The current Internet trend is… A novel from 1897?
Today, May 26, 2022, marks the 125th anniversary of Bram Stoker’s Dracula, and the 19th
century classic is going viral thanks to Dracula Daily
[https://draculadaily.substack.com/about], a 21st century e-mail newsletter.
Dracula is an epistolary novel– That is, it’s written in the form of a series of letters,
newspaper clippings, and diary entries, each dated between May 3rd and November
10th (the span of time over which the novel takes place).
Dracula Daily sends out each part of the book on the actual dates matching those of the
letters, other documents, and clippings within the novel. The result? A huge
number of people across the English-speaking world are reading Dracula together, day
by day, and chatting about it on sites like Twitter and Tumblr.

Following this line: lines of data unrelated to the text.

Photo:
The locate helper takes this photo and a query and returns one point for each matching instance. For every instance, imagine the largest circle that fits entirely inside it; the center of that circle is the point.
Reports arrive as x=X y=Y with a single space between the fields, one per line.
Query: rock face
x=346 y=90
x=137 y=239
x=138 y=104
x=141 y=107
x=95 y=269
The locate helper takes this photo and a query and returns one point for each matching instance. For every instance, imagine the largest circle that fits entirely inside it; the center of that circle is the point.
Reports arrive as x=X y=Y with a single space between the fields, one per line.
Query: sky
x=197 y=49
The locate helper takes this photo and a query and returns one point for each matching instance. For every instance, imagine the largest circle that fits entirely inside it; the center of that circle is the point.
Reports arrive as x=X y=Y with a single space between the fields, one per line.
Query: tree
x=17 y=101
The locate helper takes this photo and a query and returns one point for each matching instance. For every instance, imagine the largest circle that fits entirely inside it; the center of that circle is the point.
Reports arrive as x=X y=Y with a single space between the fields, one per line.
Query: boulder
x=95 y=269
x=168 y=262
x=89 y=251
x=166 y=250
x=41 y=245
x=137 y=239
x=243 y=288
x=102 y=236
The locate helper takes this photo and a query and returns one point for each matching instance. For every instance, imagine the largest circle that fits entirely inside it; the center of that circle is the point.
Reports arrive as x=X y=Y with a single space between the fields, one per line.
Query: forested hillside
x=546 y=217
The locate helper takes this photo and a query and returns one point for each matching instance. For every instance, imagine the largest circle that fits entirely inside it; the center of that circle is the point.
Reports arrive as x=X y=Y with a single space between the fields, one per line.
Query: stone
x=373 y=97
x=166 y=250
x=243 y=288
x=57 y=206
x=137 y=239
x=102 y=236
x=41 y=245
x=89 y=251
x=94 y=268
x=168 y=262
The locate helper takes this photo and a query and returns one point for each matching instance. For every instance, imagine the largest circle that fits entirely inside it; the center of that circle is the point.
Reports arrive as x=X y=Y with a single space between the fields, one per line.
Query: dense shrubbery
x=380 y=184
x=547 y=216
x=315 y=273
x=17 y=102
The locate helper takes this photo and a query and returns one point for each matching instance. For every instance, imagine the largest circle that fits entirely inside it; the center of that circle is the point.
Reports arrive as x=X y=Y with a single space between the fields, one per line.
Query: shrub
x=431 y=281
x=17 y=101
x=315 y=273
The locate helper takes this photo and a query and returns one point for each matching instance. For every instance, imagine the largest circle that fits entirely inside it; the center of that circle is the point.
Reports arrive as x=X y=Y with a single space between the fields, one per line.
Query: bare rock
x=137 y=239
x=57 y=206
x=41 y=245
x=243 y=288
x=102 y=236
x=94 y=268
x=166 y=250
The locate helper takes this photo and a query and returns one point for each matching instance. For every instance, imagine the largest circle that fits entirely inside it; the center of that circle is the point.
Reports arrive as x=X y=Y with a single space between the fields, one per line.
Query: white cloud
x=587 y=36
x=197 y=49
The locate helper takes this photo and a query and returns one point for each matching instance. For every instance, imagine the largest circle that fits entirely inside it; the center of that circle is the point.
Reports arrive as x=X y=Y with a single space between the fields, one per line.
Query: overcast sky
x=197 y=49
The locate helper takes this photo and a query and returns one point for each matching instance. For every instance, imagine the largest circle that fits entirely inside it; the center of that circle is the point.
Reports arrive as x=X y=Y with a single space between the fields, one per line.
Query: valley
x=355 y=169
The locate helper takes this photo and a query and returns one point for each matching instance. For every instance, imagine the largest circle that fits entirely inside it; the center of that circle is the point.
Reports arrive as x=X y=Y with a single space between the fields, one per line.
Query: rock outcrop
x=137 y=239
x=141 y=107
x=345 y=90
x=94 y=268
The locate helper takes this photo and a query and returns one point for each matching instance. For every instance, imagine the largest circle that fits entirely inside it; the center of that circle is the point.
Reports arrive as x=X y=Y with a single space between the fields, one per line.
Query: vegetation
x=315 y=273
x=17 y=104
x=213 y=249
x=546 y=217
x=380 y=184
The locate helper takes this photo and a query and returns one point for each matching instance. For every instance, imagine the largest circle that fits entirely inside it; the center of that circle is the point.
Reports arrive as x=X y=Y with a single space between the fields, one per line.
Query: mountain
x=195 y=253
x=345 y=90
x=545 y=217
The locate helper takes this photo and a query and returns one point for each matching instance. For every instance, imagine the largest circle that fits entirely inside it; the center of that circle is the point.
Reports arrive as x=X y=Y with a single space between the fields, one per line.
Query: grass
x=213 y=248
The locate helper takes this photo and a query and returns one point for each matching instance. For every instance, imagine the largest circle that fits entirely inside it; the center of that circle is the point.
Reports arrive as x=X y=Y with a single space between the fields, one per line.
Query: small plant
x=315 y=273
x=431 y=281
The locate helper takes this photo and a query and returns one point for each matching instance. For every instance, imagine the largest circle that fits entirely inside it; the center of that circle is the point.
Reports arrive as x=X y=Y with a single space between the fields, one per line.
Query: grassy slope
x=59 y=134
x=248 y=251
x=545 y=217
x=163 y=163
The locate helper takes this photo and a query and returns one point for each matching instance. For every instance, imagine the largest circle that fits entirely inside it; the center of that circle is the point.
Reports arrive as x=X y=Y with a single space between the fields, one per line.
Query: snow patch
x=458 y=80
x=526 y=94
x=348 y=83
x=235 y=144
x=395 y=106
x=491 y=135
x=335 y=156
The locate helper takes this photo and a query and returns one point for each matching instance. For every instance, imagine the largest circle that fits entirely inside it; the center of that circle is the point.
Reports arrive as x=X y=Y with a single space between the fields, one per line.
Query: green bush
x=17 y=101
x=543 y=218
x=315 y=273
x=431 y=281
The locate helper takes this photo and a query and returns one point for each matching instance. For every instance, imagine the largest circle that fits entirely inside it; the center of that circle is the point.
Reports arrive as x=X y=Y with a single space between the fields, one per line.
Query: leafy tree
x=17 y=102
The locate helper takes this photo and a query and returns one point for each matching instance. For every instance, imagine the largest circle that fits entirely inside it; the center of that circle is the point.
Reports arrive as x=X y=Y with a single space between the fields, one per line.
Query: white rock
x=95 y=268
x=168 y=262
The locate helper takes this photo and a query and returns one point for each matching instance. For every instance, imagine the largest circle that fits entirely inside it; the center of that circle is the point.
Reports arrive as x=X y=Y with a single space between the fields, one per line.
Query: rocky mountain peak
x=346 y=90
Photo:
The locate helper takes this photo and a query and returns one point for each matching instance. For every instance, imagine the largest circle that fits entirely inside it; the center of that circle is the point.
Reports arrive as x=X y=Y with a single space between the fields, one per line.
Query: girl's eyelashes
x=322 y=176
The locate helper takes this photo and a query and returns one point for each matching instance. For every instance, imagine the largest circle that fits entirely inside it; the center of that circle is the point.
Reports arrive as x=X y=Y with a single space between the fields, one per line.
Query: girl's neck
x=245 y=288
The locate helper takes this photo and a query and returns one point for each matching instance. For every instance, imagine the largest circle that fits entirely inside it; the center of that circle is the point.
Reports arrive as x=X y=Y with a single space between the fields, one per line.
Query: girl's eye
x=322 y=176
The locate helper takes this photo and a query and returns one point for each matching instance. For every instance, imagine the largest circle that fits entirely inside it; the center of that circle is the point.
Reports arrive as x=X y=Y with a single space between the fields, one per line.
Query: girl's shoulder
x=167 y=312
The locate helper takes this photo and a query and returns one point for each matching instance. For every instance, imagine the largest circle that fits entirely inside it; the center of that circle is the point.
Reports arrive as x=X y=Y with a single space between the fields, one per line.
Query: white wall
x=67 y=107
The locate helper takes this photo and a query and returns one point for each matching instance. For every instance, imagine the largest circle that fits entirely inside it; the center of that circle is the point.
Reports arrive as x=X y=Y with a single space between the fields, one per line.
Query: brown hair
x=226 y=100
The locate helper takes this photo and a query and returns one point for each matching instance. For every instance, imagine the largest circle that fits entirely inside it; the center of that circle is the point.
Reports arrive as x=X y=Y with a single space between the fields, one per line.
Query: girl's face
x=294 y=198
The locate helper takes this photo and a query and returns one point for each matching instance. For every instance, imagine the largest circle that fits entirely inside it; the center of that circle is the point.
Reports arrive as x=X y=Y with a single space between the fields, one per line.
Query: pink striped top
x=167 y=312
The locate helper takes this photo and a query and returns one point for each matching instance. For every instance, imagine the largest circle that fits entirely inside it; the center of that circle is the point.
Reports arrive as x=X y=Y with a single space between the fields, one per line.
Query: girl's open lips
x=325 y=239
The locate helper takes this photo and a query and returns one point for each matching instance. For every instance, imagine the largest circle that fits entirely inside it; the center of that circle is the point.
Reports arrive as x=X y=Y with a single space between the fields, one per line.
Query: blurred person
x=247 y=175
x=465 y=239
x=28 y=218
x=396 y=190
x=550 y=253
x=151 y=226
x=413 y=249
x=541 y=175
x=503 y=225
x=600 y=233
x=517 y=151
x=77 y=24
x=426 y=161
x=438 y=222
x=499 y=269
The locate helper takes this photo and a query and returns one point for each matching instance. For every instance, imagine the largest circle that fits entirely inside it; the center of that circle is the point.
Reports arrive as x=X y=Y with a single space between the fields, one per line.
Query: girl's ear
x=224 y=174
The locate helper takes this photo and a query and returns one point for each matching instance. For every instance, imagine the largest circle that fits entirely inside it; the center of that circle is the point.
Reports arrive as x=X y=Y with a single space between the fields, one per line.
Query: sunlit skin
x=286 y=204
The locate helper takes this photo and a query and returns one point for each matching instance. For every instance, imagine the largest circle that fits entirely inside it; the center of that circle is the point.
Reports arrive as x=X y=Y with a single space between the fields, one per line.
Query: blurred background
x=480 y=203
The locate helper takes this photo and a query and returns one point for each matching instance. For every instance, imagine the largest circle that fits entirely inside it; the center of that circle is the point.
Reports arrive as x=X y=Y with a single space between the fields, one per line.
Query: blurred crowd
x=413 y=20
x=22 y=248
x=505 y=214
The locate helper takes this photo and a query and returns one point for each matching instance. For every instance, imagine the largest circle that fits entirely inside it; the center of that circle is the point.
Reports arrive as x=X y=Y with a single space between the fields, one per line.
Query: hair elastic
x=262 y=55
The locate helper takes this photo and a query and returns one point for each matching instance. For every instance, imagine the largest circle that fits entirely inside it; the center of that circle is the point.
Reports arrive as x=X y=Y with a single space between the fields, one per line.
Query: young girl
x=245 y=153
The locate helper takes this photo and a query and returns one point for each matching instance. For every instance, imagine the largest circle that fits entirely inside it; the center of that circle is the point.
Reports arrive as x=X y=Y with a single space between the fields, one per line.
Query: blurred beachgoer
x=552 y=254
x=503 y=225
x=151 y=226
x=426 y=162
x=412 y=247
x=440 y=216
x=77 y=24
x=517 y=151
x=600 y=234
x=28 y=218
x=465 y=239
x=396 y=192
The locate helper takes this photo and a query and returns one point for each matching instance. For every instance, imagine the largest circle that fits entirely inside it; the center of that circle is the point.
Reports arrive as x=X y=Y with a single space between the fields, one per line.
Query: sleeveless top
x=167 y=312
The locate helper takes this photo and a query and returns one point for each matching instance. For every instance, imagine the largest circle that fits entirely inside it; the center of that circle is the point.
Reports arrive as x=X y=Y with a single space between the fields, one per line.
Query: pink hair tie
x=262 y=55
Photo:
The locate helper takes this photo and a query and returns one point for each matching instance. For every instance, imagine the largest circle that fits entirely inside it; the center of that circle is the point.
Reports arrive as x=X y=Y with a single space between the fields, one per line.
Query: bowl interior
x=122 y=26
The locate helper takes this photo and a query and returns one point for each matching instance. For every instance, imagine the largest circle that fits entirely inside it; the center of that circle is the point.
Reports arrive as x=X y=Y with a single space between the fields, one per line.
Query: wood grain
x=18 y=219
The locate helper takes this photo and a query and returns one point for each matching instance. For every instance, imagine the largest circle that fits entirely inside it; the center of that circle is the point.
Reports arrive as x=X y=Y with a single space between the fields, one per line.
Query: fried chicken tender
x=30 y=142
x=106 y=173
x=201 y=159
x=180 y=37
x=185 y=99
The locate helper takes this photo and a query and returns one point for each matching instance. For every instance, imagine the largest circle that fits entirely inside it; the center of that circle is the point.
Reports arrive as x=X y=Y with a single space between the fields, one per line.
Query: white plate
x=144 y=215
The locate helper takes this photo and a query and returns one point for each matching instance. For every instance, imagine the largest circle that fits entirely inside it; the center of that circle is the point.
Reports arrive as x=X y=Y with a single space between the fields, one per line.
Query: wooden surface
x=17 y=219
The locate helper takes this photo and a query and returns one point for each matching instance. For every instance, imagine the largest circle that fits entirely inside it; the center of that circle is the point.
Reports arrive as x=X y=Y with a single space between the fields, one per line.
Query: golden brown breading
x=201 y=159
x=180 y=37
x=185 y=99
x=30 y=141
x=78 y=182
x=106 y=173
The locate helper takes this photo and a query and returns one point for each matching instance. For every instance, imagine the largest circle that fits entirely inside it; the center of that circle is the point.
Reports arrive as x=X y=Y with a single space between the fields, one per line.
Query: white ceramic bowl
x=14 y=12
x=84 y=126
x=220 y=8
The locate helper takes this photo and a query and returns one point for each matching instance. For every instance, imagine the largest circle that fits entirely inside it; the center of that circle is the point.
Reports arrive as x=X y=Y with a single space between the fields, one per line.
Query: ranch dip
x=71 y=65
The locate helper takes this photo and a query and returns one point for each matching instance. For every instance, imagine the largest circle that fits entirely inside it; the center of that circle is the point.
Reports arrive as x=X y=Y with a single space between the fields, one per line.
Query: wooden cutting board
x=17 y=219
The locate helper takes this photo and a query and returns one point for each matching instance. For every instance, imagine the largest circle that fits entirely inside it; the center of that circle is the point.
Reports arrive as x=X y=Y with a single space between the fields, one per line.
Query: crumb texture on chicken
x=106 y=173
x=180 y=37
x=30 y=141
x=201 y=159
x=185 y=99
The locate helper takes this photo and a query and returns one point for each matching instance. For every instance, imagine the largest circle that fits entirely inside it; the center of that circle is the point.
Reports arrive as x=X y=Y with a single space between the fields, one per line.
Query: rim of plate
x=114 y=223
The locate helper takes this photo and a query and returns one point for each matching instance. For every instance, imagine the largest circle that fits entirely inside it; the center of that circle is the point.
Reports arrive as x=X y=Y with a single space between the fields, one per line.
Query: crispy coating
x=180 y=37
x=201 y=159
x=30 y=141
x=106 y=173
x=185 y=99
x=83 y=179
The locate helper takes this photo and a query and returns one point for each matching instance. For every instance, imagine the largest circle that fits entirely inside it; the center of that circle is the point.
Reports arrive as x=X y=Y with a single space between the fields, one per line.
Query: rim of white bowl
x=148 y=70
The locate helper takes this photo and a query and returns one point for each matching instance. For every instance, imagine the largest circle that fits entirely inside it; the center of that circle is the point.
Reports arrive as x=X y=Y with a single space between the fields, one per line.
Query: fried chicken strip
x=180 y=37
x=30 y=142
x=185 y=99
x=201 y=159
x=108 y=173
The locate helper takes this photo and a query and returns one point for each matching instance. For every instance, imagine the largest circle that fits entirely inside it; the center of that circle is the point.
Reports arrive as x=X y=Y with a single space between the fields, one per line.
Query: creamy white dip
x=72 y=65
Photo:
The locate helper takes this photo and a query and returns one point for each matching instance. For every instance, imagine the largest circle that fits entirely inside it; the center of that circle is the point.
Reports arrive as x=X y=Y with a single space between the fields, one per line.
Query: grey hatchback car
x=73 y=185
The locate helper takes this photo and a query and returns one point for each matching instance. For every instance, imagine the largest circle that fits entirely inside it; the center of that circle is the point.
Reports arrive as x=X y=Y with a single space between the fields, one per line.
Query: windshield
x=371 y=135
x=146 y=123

It’s turned social media
into one giant book group!
You can still join in (and catch up) on the Dracula Daily
newsletter homepage [https://draculadaily.substack.com].
Epistolary fiction has a long– and growing– tradition: the bulk of Frankenstein is
famously a letter-within-a-letter; The Color Purple begins as a series of letters Celie
writes to God; the story of This Is How You Lose The Time War is told through
messages that the nameless agents Red and Blue leave for each other to find, even as
they fight for opposing sides in the titular war.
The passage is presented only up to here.